Despite his care, John Jones was caught in late 1595 or early 1596 by Richard Topcliffe, who nurtured a cruel hatred for the Catholic faith and was sanctioned by the Queen to maintain a private torture chamber in his house for the Catholic priests he apprehended. John Jones was accused of being a spy and sent to the notorious Clink prison, from which we derive the expression “being in clink”. There he languished for nigh on two years awaiting trial. In prison Jones continued his ministry and converted many, including Saint John Rigby, who was himself martyred two years after John Jones (on 21st June 1600).
On 3rd July 1598 John Jones was finally brought to trial for having exercised his ministry as a Catholic priest in England. He was sentenced to hanging, drawing and quartering at Saint Thomas Watering, but was meanwhile imprisoned at Marshalsea prison. The Jesuit Henry Garnet recounts in a letter that on 12th July 1598 John was tied to a trellis and dragged to the place of his torment. He was held there for an hour before execution during which time Topcliffe harangued the crowd with his supposed crimes. Garnet recounts that the crowd was touched more by John's prayers than by the calumnies of his torturer and executioner. His remains were hung up on the road between Newington and Lambeth. 
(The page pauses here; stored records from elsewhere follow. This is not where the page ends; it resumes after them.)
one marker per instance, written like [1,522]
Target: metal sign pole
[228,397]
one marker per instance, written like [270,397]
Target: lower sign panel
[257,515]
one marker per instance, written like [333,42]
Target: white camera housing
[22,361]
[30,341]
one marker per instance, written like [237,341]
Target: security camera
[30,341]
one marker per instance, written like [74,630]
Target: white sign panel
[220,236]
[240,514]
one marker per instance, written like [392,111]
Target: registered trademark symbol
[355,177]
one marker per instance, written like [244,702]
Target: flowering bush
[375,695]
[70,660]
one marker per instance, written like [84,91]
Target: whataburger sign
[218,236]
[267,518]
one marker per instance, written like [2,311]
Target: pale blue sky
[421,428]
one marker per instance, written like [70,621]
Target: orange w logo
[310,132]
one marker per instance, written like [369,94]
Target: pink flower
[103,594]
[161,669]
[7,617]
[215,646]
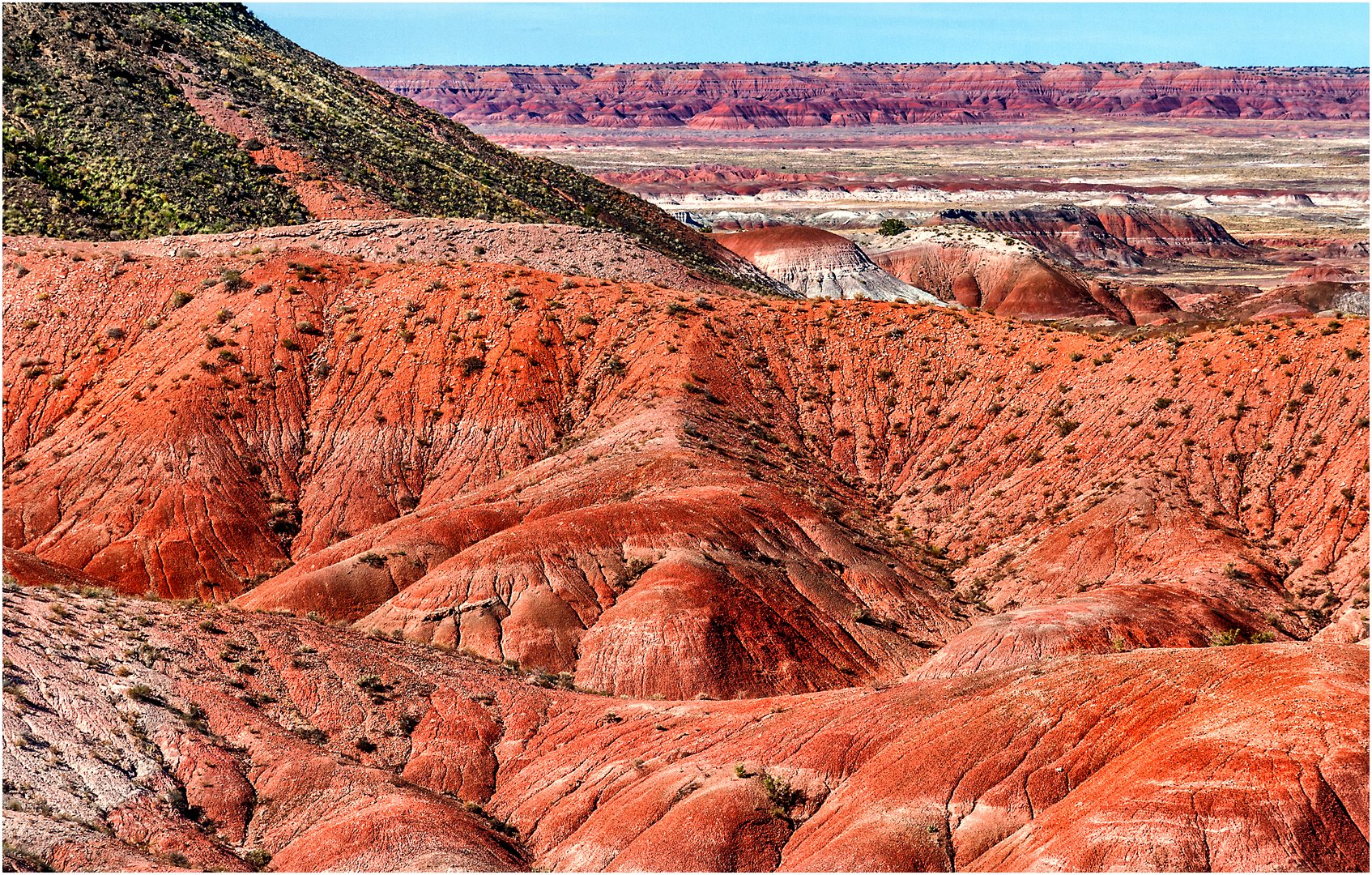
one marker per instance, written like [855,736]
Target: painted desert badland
[684,468]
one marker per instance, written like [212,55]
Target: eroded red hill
[671,493]
[183,736]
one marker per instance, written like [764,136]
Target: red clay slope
[820,263]
[188,738]
[556,469]
[749,96]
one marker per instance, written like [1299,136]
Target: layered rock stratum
[820,263]
[144,736]
[761,96]
[389,540]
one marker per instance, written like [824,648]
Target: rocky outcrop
[194,738]
[1106,237]
[977,269]
[761,96]
[818,263]
[654,490]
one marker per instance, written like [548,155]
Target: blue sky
[492,33]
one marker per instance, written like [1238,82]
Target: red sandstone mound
[762,96]
[656,491]
[202,738]
[820,263]
[978,271]
[1106,237]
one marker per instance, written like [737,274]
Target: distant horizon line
[866,63]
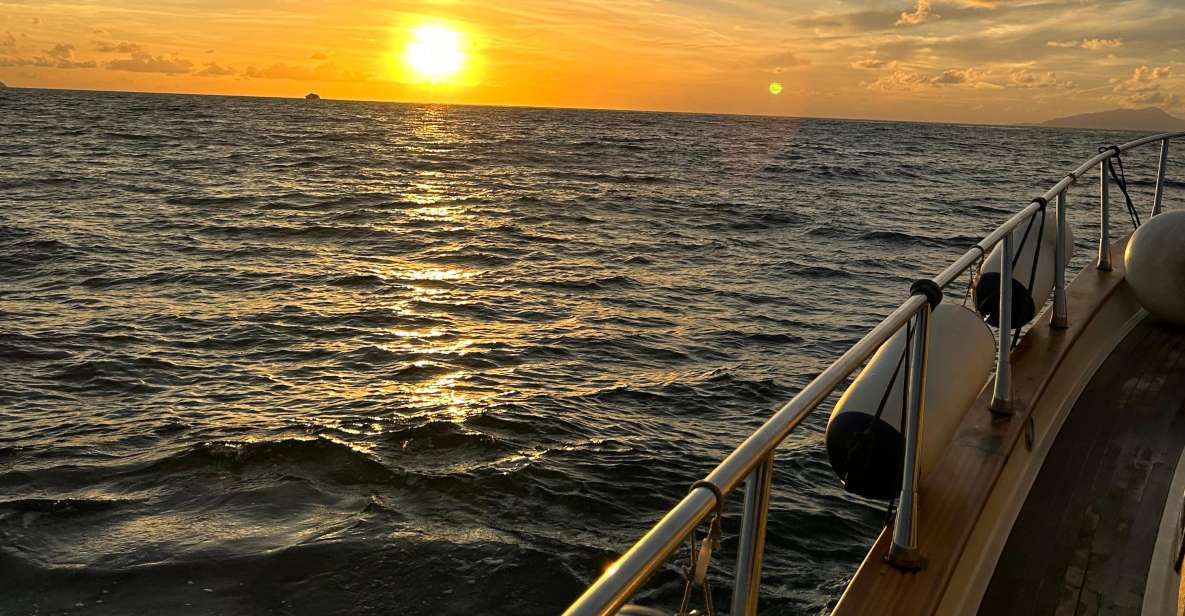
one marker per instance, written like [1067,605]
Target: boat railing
[753,461]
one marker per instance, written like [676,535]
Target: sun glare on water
[435,53]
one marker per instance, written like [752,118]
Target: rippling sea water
[286,357]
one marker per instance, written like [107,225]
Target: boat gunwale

With John Wall and 38 other English martyrs, John Jones was beatified by Pope Pius XI on 15th December 1929 and canonised by Pope Paul VI on 25th October 1970.
 Catholics who did not submit to Elizabeth's Church were forced to pay a tax and refused the right to hold any office in the land (rather like the Christian dhimmi in lands controlled by Muslims). Because they refused to take communion at Easter in their local parish churches, they were deemed to “recuse themselves” from the church and were thus recorded as “Recusants.” This title became a badge of pride for Catholic families who refused to submit over the centuries. Some Catholics conformed outwardly, so avoiding the tax, while retaining a spiritual resistance. These latter were termed “Church Papists” because although they outwardly conformed to the Church of England, inwardly they still retained their allegiance to and communion with the Church of Rome. Many think that Shakespeare was such a “Church Papist”. Often a Catholic husband would conform so as to avoid the household paying taxes, while his wife would recuse and bring up the children as Catholics.
 F. Bracci and A. Pozzebon. Frati Minori Santi e Beati. Rome: Postulazione Generale Ordine dei Frati Minori, 2009. p. 261-2.